Section 3.8 Notice of Directors’ Meetings. Meetings of the board of directors shall be held upon such notice as the bylaws may prescribe. Attendance of a director at any meeting shall constitute a waiver of notice of such meeting except where a director attends a meeting for the express purpose of objecting to the transaction of any business because the meeting is not lawfully called or convened. Unless provided otherwise in the articles of incorporation or the bylaws, neither the business to be transacted at, nor the purpose of, any regular or special meeting of the board of directors need be specified in the notice or waiver of notice of such meeting.
Section 3.9 Quorum and Manner of Acting. A majority of the Directors shall constitute a quorum for the transaction of business at any meeting of the Board. The act of a majority of the Directors present at the meeting at which a quorum is present shall be the act of the Board unless the act of a greater number is required by law, the Articles of Incorporation, or these Bylaws.
Section 3.10 Vacancies. Any vacancy occurring in the Board of Directors for any reason may be filled by the NCSL Executive Committee at its next meeting from amongst a slate of qualified candidates presented by the Nominating Committee. A Director appointed to fill a vacancy shall serve for the unexpired term of their predecessor in office.

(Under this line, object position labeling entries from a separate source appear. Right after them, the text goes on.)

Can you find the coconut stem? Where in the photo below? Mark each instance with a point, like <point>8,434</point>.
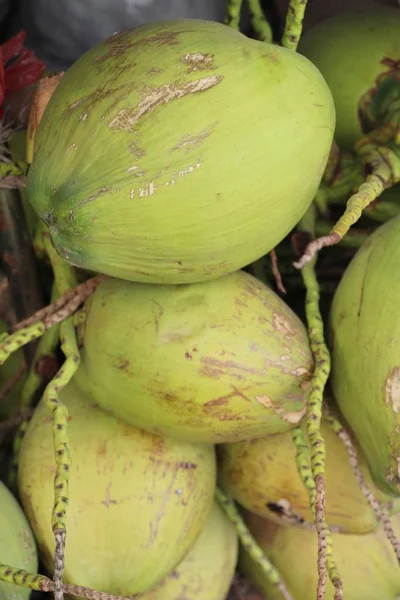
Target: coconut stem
<point>233,12</point>
<point>45,318</point>
<point>260,24</point>
<point>294,24</point>
<point>41,583</point>
<point>250,544</point>
<point>379,511</point>
<point>65,280</point>
<point>276,273</point>
<point>313,416</point>
<point>42,369</point>
<point>384,165</point>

Section 3.11 Resignation and Removal. A Director may resign at any time upon written notice to the Board of Directors. A Director may be removed by the NCSL Executive Committee whenever, in its judgment, the best interests of the Foundation would be served thereby.
Section 3.12 Attendance. Directors failing to attend two (2) consecutive Foundation meetings (including regular and special board meetings and committee meetings) will automatically be removed from the Foundation Board of Directors.
Section 3.13 Meeting by Communications Equipment. Directors may participate in and act at any meeting of the Board through the use of a conference telephone, video conference or any other means of communication by which all persons participating in the meeting can communicate with each other. Participation in such meeting shall constitute attendance and presence in person at the meeting of the person or persons so participating. Notwithstanding anything set forth to the contrary in these Bylaws, any regular or special meeting to be held by means of remote communication (i.e., by conference call, video conference or other means) may be held upon a minimum of twenty-four (24) hours prior notice.